What to look for when hunting 10-baggers
Many factors influence the likelihood of a particular share becoming a 10-bagger. These include:
- New products or technology: Early investors can reap significant rewards when a new product or technology takes off. But not all products or technologies will do so. The success stories tend to be useful to people, have a large potential user base, and be readily adoptable. They must also meet an identifiable need and be reliably produced and marketed.
- Growing industries: 10-baggers are more likely to be found in growing industries rather than mature industries with well-established players. This is because growing industries provide enhanced growth prospects.
- Social trends: Trends and changes in society can have a huge impact on a company's performance. Businesses that benefit from social change can receive significant tailwinds that flow through to increased earnings, profits, and share prices.
- Regulatory considerations: Government regulations can significantly impact share prices. Changes in regulations can create and destroy value-making opportunities. A supportive regulatory environment can significantly affect companies' earnings and growth potential.

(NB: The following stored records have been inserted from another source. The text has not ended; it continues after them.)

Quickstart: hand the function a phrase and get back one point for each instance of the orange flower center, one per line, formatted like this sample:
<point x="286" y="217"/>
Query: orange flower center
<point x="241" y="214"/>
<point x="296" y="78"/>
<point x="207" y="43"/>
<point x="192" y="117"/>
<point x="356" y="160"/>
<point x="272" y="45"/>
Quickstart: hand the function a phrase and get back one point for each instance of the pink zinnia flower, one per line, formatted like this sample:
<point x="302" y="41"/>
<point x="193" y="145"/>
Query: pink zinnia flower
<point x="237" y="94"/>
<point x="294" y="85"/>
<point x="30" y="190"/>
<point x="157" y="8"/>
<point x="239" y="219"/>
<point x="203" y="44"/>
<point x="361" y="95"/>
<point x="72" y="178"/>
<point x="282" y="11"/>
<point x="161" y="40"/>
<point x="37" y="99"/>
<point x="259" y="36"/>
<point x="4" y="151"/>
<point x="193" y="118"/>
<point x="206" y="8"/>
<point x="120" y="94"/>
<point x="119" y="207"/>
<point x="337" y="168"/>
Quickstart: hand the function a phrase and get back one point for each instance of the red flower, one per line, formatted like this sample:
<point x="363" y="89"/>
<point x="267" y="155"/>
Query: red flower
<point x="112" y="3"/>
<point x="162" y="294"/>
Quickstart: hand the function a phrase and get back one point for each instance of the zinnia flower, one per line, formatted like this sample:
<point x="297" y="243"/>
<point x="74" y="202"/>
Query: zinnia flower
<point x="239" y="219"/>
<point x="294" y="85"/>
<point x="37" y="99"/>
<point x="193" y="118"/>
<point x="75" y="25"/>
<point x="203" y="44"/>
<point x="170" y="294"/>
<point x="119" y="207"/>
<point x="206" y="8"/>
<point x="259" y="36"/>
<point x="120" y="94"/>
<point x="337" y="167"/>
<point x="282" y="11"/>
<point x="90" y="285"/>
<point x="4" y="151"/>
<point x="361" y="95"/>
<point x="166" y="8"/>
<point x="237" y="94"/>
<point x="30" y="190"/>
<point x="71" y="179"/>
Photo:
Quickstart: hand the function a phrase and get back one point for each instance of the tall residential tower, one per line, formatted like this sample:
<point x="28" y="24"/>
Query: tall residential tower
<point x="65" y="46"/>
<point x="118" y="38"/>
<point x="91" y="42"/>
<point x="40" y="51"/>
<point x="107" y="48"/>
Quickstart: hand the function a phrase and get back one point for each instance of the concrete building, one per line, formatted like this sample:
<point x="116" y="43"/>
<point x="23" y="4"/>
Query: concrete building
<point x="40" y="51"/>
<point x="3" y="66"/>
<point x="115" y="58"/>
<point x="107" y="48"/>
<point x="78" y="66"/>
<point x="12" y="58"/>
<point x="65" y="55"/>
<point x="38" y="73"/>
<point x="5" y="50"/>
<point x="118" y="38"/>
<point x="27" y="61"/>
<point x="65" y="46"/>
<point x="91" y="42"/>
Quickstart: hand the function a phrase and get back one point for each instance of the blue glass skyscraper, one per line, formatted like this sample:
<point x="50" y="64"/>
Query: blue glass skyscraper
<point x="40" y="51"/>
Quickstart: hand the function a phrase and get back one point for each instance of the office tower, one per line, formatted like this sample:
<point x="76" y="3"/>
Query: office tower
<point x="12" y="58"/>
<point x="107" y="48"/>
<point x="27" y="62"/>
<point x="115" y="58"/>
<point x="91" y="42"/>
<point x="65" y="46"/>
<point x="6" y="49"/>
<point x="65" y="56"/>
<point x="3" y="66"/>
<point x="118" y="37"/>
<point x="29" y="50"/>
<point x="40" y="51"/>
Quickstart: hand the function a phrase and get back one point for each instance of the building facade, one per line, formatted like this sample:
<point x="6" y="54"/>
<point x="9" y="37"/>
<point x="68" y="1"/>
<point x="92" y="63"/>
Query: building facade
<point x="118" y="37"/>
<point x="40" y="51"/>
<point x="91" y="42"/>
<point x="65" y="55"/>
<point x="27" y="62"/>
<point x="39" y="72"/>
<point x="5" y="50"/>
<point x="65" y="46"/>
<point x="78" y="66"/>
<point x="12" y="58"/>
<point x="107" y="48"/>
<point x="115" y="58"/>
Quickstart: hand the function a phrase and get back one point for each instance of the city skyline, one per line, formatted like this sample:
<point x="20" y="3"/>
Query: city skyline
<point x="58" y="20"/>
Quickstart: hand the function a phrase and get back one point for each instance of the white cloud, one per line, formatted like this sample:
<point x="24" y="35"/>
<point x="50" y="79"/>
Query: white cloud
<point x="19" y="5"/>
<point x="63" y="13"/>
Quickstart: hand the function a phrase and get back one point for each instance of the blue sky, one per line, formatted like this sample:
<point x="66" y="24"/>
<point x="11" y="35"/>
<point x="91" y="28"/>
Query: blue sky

- Investor awareness: Many people believe that identifying a 10-bagger depends on finding shares that few investors know of. While this can be true, it is certainly not always the case. The fact that a particular share is currently flying 'under the radar' is no guarantee of its future performance.
While each of these factors can play a role, none guarantees a particular share will become a 10-bagger. Chasing 10-baggers can be an attractive goal, but it is more important to do your research and understand the companies you invest in.
Provided you do this and invest for the long term, you should do reasonably well, even if you don't bag a 10-bagger.
What happens when the party ends?
Share prices can be cyclical, and what goes up can come down. The Afterpay share price eventually retraced its former progress, falling to about $66 in January 2022 before its takeover by Block Inc (NYSE: SQ). Block Inc CDI (ASX: SQ2) shares are traded on the Australian exchange.
Remember that share prices are impacted by an extensive range of influences, from the broader economy to company-specific factors. Conditions contributing to a share price rise are not guaranteed to continue.
This is why it is important to keep monitoring your portfolio's performance. Some investors may choose to exit companies where the share price has increased significantly, locking in profits.
Others may hold on, especially if they believe further growth is possible. What you choose to do depends on your individual circumstances and beliefs.